S'il est assez facile de départager le Roger Vaillant (« fils d'un homme dégradé de noblesse ») et celui contribuant à La Revue du cerf-volant, de ce Roger Vaillant qui « sera un don Juan de notre temps », parfois, il faut vraiment être féru de Vailland pour déterminer que le « Roger Vaillant » qui collaborera avec la maison d'édition tchèque Aventinum (et la revue homonyme) est bien le seul, l'authentique (mentionné dans Les Nouvelles littéraires du 4 février 1928).
Je tente de finaliser, procrastinant jour après jour, un document « Les lieux de Vailland », et si je n'avais pas mené une recherche sur un certain Roger Vaillant, je n'aurais jamais trouvé cet extrait : « Crevel, Malkine, Artaud, Rigaud, Roger Vaillant se ravitaillaient facilement en coco et héroïne aurpès des dames des toilettes du Dôme et de La Jungle » (La Vie quotidienne à Montparnasse, de Jean-Paul Crespelle). Pour les toilettes, peu (ou moins) importe. Mais pour Gaston Bonheur qui précise que Jean Prouvost assurait à Vailland, à lui-même et d'autres, « un demi-salaire » lorsque Paris-Soir se replia en zone sud (dans L'Ardoise et la craie, éds La Table Ronde), c'est autre chose. 
« Vaillant » renseigne aussi sur la postérité de Vailland (encore forte dans les années 1980-1990, fléchissant dans les 2000 et suivantes, jusqu'à possible résurgence).
Et puis, ce même Vaillant repéré grâce à Google dans les Études de presse d'avril-mai 1946 se retrouve entièrement numérisé sur Gallica (sur Vailland, voir pp. 429-431), ce qui permet donc de retrouver ce passage : « c'est un article de Roger Vaillant (sic) dans Privilèges des femmes du 6 décembre 1945 qui contient le plus de détails sur la presse pourrie d'entre les deux guerres. ». Restera à retrouver l'article et une collection de l'hebdomadaire fondé par Lucie Aubrac avec l'appui de Marcel Bleustein-Blanchet (sept numéros, d'octobre à décembre 1945, seraient à la BnF ; Lucie Aubrac en évoquera 13 dans Clio, n⁰1, 1995).
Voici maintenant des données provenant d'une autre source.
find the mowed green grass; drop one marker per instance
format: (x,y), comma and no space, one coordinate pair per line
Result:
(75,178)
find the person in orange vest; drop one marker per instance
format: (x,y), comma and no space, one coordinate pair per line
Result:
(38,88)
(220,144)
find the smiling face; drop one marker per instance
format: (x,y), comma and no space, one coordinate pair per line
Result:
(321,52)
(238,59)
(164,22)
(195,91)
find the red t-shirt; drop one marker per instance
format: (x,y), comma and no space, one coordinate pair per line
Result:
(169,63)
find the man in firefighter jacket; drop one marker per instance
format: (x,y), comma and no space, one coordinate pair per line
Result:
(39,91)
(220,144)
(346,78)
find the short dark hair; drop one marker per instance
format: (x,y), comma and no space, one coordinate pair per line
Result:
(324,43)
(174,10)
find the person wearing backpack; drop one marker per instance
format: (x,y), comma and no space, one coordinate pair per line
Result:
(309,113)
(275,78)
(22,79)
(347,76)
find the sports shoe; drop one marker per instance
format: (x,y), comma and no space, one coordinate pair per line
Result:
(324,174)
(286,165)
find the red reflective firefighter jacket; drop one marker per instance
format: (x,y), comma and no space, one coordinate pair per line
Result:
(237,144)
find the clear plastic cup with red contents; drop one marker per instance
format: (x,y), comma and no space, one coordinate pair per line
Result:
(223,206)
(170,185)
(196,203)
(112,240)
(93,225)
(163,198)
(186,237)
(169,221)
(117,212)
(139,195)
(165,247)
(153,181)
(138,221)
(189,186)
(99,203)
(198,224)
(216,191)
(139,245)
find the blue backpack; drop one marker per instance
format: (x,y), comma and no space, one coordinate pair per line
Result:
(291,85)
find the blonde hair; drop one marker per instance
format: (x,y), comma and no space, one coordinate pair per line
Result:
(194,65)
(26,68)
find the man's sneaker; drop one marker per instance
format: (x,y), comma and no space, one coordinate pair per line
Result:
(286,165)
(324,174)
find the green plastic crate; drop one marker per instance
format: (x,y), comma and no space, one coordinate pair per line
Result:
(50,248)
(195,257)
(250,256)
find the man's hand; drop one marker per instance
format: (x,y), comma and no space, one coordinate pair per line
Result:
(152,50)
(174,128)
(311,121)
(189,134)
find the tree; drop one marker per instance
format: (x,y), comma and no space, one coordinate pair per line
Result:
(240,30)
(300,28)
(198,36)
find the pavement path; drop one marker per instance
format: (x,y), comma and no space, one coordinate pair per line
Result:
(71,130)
Mais quelques-uns des plus « beaux » Roger Vaillant-Vailland que j'ai pu dénicher se trouvaient dans des (rares) numéros de Paris-Soir. Dont au bas de ce « Chimène saura-t-elle se servir de son bulletin de vote ? » (article en ligne sur ce même blogue-notes, jtombeur.blogspot.com). L'article est bien signé Roger Vailland, mais la mention « Copyright Roger Vaillant et Paris-Soir 1932 » se trouve juste en-dessous...




1 commentaire:

  1. De peur qu'elle ne s'oublie, j'aimerai consigner ici cette histoire de coquille que Jean-Claude Lamy consigna dans son Pierre Lazaref à la une... Fortunat Strawsky, de l'Institut, vante « l'infini talent » de Mlle Nizan, du Français dans Paris-Midi. Ce talent infini devient infime, puis infâme, et intime dans les errata successifs. Cet « intime talent » fit renoncer à un quatrième rectificatif.